Don’t forget: CO2 is plant food
Climate change, this global warming thing, it’s going to mean that the tropical forests frazzle up and then we all die, right? It will mean the death of the “lungs of the planet” – such as the miles upon miles of Amazon jungle – which turn CO2 into the O2 that we inhale. It’s titsup for humanity, basically. Except, according to one new paper in Nature, that’s not the way it will work.

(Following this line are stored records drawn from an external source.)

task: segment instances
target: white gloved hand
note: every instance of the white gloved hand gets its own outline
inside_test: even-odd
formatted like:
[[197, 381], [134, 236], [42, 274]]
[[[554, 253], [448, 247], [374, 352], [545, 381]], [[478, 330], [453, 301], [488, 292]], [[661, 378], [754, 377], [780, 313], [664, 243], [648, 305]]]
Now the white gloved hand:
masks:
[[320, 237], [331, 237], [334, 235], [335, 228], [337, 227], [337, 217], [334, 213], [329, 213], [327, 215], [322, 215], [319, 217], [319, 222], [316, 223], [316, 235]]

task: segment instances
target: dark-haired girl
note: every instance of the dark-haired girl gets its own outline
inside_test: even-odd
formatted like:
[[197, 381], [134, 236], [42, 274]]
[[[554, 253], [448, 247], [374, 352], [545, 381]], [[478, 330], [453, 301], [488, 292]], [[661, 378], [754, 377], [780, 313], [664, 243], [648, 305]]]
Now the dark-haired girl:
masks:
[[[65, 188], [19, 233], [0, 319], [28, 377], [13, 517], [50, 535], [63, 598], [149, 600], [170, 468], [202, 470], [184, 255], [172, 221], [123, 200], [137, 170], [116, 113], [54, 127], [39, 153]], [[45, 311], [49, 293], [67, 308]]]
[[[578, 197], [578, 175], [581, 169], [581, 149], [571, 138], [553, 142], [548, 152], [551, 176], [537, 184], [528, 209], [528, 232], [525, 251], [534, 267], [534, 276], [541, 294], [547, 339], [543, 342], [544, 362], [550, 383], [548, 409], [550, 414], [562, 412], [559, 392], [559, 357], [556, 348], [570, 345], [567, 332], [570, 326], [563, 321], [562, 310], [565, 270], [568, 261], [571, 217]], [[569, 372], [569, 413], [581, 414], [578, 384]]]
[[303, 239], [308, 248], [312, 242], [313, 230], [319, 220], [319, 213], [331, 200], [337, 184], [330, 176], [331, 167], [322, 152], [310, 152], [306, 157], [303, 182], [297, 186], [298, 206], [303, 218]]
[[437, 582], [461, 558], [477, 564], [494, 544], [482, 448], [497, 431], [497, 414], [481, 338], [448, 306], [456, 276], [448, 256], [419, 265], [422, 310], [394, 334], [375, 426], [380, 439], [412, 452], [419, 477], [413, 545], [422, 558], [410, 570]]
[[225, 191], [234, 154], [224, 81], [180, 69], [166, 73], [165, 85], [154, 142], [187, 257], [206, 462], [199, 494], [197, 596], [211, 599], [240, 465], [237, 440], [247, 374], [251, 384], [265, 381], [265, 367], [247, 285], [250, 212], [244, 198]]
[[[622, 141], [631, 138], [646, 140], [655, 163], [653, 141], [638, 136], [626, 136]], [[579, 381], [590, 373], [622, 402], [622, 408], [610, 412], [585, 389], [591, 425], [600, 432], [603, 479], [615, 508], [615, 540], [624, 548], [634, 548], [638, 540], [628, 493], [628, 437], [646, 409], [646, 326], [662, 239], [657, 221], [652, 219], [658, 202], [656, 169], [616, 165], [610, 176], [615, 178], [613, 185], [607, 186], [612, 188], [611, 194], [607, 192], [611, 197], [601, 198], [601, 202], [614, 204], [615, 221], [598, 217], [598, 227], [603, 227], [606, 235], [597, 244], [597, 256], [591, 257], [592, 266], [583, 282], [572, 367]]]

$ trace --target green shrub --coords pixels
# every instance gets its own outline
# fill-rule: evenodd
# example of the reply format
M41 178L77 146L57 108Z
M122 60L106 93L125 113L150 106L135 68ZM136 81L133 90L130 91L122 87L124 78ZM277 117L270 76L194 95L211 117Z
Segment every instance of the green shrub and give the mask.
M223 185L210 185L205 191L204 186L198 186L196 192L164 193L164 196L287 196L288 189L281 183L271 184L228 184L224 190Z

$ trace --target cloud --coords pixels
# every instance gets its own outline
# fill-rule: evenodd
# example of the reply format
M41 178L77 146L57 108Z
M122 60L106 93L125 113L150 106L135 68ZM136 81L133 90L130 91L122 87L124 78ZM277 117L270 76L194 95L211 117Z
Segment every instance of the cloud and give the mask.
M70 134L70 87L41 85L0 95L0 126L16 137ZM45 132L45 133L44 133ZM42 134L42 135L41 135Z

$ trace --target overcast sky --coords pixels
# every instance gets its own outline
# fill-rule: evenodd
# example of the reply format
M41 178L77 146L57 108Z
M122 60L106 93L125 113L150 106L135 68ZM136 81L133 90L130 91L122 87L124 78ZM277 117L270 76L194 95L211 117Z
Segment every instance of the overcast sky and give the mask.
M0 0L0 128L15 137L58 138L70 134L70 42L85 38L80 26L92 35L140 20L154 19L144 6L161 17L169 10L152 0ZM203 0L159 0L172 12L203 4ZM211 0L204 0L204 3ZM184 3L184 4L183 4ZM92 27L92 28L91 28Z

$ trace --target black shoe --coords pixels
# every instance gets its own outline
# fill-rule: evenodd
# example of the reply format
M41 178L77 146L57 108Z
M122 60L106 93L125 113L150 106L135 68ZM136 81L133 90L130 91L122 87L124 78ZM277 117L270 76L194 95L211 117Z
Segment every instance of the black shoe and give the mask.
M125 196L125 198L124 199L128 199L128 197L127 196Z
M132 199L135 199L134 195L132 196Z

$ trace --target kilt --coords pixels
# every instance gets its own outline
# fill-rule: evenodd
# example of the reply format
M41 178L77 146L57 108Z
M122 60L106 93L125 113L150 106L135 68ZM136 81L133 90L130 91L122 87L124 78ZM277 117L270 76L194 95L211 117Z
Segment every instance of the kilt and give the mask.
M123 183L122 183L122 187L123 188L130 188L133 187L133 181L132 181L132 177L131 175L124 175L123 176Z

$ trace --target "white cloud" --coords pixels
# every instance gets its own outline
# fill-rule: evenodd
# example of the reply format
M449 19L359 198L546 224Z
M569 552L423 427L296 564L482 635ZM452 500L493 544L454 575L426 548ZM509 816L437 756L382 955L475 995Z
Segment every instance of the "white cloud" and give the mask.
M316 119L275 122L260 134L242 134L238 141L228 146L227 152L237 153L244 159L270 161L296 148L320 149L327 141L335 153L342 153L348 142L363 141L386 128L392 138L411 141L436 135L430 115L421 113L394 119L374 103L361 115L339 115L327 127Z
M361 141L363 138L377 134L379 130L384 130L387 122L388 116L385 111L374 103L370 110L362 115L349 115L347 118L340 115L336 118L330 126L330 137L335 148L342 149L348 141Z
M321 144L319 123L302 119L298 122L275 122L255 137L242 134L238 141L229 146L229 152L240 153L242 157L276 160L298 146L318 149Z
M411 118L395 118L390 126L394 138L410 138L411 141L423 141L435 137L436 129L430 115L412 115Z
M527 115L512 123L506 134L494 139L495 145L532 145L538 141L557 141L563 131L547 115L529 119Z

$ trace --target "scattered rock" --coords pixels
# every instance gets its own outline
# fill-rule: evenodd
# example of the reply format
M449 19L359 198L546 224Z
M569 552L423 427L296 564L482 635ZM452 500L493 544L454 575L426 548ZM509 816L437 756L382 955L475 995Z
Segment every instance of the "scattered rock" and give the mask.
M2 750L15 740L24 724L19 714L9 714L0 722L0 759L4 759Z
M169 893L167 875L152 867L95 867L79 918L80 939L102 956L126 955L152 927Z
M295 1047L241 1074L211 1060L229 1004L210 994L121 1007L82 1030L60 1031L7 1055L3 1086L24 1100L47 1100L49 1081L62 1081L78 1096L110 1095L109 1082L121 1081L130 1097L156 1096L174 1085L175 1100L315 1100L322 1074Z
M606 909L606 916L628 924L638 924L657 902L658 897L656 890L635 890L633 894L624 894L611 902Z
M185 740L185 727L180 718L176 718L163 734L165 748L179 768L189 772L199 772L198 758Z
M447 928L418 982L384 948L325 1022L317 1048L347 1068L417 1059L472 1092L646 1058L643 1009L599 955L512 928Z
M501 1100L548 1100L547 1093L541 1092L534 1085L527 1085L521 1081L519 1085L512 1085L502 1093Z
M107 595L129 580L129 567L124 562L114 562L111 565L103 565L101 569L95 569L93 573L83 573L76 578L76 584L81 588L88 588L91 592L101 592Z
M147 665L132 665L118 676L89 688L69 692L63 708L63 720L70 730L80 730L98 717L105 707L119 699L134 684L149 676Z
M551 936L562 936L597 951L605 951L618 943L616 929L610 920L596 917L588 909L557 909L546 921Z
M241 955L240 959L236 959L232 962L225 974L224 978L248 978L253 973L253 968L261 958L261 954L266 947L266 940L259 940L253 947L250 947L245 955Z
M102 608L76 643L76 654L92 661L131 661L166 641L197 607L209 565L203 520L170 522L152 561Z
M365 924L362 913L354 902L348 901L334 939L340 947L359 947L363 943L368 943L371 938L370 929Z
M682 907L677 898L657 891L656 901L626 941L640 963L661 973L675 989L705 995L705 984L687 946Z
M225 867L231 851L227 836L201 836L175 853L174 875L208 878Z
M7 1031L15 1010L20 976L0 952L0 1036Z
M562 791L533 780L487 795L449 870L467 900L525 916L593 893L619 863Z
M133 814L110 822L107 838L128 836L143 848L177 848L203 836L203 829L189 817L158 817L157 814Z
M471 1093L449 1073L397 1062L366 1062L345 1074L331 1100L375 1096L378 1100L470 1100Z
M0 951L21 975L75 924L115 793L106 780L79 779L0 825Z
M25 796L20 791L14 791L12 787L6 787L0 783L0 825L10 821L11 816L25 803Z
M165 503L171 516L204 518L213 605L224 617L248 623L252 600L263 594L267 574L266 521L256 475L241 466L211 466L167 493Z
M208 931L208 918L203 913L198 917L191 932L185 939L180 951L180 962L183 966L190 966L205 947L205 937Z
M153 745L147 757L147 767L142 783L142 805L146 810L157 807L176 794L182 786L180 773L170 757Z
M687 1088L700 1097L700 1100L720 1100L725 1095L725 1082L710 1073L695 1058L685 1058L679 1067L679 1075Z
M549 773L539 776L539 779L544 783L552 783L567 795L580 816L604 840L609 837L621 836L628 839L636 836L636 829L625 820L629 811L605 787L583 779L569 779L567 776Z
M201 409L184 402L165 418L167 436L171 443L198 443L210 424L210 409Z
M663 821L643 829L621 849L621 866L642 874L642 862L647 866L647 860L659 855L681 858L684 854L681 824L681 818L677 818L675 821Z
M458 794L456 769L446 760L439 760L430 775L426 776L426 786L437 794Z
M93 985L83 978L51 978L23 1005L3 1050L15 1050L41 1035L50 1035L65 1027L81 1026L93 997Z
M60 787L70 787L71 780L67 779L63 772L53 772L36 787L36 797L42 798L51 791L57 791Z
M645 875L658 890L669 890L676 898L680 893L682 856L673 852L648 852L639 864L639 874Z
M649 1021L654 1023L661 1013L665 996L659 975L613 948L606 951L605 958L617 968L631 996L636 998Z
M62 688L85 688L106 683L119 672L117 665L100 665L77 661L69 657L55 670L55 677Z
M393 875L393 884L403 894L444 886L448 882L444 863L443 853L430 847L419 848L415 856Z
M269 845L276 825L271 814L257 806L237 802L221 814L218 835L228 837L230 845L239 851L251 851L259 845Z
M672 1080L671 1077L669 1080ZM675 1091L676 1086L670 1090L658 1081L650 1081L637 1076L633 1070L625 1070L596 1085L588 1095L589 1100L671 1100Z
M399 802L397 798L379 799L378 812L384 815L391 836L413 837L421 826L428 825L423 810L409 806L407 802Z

CO2 is indeed plant food and more plant food means more plants, more forests and thus we’re all saved: or perhaps not quite as screwed as some seem to think at least.
The point is this:
Experimental studies have generally shown that plants do not show a large response to CO2 fertilisation. “However, most of these studies were conducted in northern ecosystems or on commercially important species” explains Steven Higgins, lead author of the study from the Biodiodversity and Climate Reseach Centre and Goethe-University. “In fact, only one experimental study has investigated how savanna plants will respond to changing CO2 concentrations and this study showed that savanna trees were essentially CO2-starved under pre-industrial CO2 concentrations, and that their growth really starts taking off at the CO2 concentrations we are currently experiencing.“
Purists will cavil at this description, but grasslands and forests compete with each other. Forest cover kills off the grass and thus grasslands only thrive where trees don’t. Savannas are, to a useful level of truth, the front line where the battle is taking place. As the paper points out, the trees on these savannas are finding their growth limited by the amount of food they can get: the CO2 from the atmosphere. As we burn more fossils that will go up, the trees will get more food and forests will advance across those grasslands.